Regarding the outcome of the current research, he
said, "it may just be that pain during exercise doesn't show tolerance
effects to caffeine."
Motl said one of the next logical steps for his
research team would be to conduct studies with rodents in order to
better understand the biological mechanism for caffeine in reducing
pain.
"If we can get at the biological mechanism, we can
begin to understand why there may or may not be this kind of tolerance."
Motl said another research direction might be to
determine caffeine's effect on sport performance.
"We've shown that caffeine reduces pain reliably,
consistently during cycling, across different intensities, across
different people, different characteristics. But does that reduction in
pain translate into an improvement in sport performance?"

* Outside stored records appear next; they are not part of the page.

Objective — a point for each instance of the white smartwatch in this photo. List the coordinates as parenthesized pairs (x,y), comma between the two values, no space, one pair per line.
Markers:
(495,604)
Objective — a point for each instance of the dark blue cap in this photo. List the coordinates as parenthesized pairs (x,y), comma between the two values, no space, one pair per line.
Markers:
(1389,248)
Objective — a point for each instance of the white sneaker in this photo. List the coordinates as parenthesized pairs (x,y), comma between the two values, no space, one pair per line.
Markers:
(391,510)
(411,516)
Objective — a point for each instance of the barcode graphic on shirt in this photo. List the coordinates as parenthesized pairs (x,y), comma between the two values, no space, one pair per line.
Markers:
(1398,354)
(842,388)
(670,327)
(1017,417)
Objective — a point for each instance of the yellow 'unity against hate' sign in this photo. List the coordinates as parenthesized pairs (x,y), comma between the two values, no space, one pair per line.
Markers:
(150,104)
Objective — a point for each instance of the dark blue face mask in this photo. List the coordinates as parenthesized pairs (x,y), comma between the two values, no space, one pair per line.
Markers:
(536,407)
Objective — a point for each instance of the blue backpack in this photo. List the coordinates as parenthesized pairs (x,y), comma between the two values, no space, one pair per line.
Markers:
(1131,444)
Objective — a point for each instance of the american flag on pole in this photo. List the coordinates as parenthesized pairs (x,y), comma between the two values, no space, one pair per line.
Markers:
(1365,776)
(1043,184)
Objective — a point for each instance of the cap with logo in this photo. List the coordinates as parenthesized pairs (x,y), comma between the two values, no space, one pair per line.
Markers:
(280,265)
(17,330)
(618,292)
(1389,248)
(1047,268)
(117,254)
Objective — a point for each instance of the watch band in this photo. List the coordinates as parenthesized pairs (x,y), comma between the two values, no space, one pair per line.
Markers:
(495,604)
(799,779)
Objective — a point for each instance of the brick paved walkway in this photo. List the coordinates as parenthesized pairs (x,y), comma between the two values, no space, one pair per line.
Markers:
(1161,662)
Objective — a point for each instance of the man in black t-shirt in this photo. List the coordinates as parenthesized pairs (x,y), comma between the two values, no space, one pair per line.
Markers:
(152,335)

Meanwhile, the current research could prove
encouraging for a range of people, including the average person who
wants to become more physically active to realize the health benefits.
"One of the things that may be a practical
application, is if you go to the gym and you exercise and it hurts, you
may be prone to stop doing that because pain is an aversive stimulus
that tells you to withdraw. So if we could give people a little caffeine
and reduce the amount of pain they're experiencing, maybe that would
help them stick with that exercise.
"Maybe then they'll push a little harder as well
maybe get even better adaptations to the exercise."
Co-authors of the newly published study are U. of
I. professor of kinesiology and community health Steven P. Broglio;
former U. of I. graduate students Rachael C. Gliottoni and John R.
Meyers; and Sigurbjorn A. Arngrimsson, Center for Sport and Health
Sciences, Iceland University of Education.